Eavan Brady, from Clonskeagh, Dublin, is a research assistant who moved to Toronto in September 2011 with her boyfriend, Alan.
We wanted to move away from Ireland, to live in a another country and experience what it was like to live in a new and different city. The possibility of better job opportunities and a better way of life was also a factor. Australia always seems so far and the US is so hard to get into visa-wise.
It was definitely a fair bit of work between viewing places, signing the lease, getting all the necessary paper work together -- it was more official than what we had been through in Ireland, some places ask for references, and we had to provide a letter of employment and also 'renters insurance'.
As far as jobs, I found it difficult and worked in retail for two months before moving into a temp receptionist job for another six months and only in May did I start to get work that was more in line with my qualifications/career.

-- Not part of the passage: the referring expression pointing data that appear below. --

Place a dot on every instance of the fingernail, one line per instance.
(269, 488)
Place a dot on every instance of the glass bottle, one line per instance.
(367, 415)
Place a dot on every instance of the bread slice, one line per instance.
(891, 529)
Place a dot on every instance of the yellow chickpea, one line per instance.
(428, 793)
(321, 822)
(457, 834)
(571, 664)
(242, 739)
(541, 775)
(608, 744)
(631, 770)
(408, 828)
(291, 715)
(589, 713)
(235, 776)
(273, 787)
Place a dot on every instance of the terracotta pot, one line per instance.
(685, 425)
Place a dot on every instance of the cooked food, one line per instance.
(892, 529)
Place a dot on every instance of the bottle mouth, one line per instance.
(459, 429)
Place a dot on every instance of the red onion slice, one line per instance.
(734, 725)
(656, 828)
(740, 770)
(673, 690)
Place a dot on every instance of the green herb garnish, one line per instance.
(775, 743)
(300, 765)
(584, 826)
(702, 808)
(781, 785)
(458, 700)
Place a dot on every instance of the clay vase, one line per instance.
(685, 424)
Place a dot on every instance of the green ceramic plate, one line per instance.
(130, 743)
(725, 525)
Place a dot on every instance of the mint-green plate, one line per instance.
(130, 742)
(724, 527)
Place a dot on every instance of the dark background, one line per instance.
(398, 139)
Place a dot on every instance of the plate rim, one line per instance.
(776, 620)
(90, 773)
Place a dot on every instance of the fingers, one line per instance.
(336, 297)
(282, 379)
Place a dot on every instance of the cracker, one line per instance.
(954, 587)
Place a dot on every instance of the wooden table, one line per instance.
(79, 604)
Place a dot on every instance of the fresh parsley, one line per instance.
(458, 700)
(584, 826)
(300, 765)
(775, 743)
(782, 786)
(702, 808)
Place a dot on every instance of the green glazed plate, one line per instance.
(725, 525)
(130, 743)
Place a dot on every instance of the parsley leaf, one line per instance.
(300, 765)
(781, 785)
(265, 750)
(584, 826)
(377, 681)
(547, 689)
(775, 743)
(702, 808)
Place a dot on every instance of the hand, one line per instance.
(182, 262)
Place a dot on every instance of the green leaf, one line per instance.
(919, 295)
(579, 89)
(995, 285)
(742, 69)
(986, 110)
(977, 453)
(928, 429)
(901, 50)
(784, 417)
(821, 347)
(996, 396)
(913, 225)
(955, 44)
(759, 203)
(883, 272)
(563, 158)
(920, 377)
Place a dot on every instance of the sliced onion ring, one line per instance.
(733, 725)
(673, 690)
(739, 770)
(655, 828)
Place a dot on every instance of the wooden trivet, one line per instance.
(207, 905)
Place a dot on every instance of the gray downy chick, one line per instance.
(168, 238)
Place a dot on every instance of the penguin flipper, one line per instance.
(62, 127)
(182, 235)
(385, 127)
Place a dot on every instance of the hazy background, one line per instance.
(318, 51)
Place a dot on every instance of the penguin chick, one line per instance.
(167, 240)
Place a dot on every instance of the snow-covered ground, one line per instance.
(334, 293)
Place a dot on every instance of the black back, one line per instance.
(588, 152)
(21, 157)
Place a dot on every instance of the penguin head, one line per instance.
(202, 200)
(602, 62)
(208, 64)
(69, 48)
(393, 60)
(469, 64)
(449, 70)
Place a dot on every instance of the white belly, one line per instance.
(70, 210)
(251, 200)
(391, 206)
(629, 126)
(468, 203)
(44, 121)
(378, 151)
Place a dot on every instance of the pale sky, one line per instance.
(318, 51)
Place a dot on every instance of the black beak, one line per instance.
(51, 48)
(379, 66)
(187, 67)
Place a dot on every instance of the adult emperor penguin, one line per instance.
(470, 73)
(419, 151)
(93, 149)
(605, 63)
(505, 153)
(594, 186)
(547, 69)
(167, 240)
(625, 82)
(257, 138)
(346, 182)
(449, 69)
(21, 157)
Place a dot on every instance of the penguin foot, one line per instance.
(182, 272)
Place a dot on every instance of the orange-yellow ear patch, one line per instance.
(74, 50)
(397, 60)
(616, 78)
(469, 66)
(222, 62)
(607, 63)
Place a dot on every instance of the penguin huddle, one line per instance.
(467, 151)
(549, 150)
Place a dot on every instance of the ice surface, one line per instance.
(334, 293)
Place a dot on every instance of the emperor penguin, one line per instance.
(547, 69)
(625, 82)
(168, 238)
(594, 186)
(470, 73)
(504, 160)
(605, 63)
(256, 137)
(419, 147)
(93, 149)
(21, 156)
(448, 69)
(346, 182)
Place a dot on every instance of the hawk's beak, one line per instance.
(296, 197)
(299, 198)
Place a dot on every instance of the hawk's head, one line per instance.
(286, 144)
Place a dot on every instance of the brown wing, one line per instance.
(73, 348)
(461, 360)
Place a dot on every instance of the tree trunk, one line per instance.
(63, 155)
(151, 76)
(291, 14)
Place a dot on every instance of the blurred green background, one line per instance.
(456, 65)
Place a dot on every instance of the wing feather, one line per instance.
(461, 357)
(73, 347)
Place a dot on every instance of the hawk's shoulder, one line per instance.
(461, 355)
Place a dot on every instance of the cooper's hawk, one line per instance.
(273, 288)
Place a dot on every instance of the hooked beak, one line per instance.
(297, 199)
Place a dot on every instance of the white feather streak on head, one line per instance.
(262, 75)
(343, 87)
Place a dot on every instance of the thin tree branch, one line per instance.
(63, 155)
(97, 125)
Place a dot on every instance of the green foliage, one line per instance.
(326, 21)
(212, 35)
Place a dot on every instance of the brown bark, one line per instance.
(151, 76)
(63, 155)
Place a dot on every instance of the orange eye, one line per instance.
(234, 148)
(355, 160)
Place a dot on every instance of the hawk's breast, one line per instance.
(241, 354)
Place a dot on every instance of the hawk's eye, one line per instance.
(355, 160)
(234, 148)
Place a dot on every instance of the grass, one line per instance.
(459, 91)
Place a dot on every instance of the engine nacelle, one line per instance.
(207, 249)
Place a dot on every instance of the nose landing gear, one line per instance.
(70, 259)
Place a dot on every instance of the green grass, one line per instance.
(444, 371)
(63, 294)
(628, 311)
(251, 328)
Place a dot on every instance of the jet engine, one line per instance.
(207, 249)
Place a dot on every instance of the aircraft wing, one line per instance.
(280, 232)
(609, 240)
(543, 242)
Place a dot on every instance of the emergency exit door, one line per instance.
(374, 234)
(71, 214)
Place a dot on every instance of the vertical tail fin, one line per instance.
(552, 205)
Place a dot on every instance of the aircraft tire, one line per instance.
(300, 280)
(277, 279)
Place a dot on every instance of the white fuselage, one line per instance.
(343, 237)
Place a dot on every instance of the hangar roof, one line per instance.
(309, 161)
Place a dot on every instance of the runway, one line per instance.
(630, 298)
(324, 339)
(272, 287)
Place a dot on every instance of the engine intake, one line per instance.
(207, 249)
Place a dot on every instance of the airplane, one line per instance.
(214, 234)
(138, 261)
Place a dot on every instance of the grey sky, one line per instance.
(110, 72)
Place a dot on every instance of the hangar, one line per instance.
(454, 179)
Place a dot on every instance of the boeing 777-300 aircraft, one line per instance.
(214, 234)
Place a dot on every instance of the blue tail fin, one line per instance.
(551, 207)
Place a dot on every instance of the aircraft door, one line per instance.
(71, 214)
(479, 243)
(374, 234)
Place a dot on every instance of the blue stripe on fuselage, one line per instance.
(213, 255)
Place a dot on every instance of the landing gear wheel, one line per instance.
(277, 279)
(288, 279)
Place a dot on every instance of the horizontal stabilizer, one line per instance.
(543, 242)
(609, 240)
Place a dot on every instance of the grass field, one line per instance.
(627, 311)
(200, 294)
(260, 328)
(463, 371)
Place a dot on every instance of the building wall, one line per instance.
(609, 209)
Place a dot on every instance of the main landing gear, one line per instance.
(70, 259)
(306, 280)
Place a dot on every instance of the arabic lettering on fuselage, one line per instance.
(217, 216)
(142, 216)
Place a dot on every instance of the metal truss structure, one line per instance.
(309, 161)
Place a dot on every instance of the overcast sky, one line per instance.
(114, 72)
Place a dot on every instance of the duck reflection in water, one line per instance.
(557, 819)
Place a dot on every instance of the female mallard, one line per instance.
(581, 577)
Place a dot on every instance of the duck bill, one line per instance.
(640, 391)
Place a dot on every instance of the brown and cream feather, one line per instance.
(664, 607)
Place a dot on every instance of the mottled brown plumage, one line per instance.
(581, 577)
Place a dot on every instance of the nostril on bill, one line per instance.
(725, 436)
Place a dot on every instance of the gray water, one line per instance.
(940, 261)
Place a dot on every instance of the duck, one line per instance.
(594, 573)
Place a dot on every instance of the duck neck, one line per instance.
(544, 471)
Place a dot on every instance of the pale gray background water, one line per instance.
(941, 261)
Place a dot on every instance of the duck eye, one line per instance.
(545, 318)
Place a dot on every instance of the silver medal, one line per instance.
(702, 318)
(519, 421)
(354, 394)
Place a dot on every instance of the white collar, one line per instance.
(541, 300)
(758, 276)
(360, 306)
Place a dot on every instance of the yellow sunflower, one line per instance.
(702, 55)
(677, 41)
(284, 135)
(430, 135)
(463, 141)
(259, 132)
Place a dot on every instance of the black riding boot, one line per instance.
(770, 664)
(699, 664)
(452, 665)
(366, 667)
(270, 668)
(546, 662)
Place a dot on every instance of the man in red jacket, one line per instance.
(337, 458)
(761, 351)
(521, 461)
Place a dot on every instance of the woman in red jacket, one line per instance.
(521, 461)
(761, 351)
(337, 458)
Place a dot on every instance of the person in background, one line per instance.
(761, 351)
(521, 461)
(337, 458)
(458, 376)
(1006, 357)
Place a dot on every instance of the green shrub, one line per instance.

In my experience, the Irish are perceived very well here. I've found that the Canadians I have met are interested when they find out where I am from and have questions or a personal connection to Ireland.
I haven't got the impression that the Irish have 'taken over', maybe it is the case and I haven't heard about it, but it is not something that I'm aware of.
I've never had experience of drinking or fighting being a problem.
My advice to anyone coming over is this: grab every opportunity that you get to go out and meet new people when you get here, whether it's through a friend of a friend of a friend or a social club/group or whatever.
It might seem daunting, but I found that meeting lots of different people helped me to settle.
>Alex McRoberts (25) is a web developer from Belfast. He moved to Vancouver with his girlfriend Michelle, an occupational therapist from Dublin, in October 2011.
We had travelled to Vancouver in 2010 for a two-week holiday and thoroughly enjoyed the country. We had great jobs at home but wanted to travel, so we originally started off going two months around the states then moving to Vancouver, with the intention of moving on to Australia. But we liked Canada so much we stayed. The scenery is beautiful, and life is much slower paced.
Michelle got a job within the first two weeks, and I started a job with a local technology company after six weeks of being here. We had no jobs lined up before we got here, but we were prepared to take any job we could get to begin with.
There are lots of jobs here, you just have to know where to look. Our work ethic is always noticed and how skilled we are. When you go for interviews people are shocked that someone under 30 can have all of these qualifications.
Vancouver is very multicultural city. The number of Irish here has increased significantly, even in the past year of us being here.
Irish people blend in well and embrace the Canadian outdoor lifestyle.
Coming to Canada is probably the best decision I've ever made. It does take a lot of preparation in terms of forms. Come prepared to take any job, to volunteer in sports clubs, and to integrate into local society by joining clubs."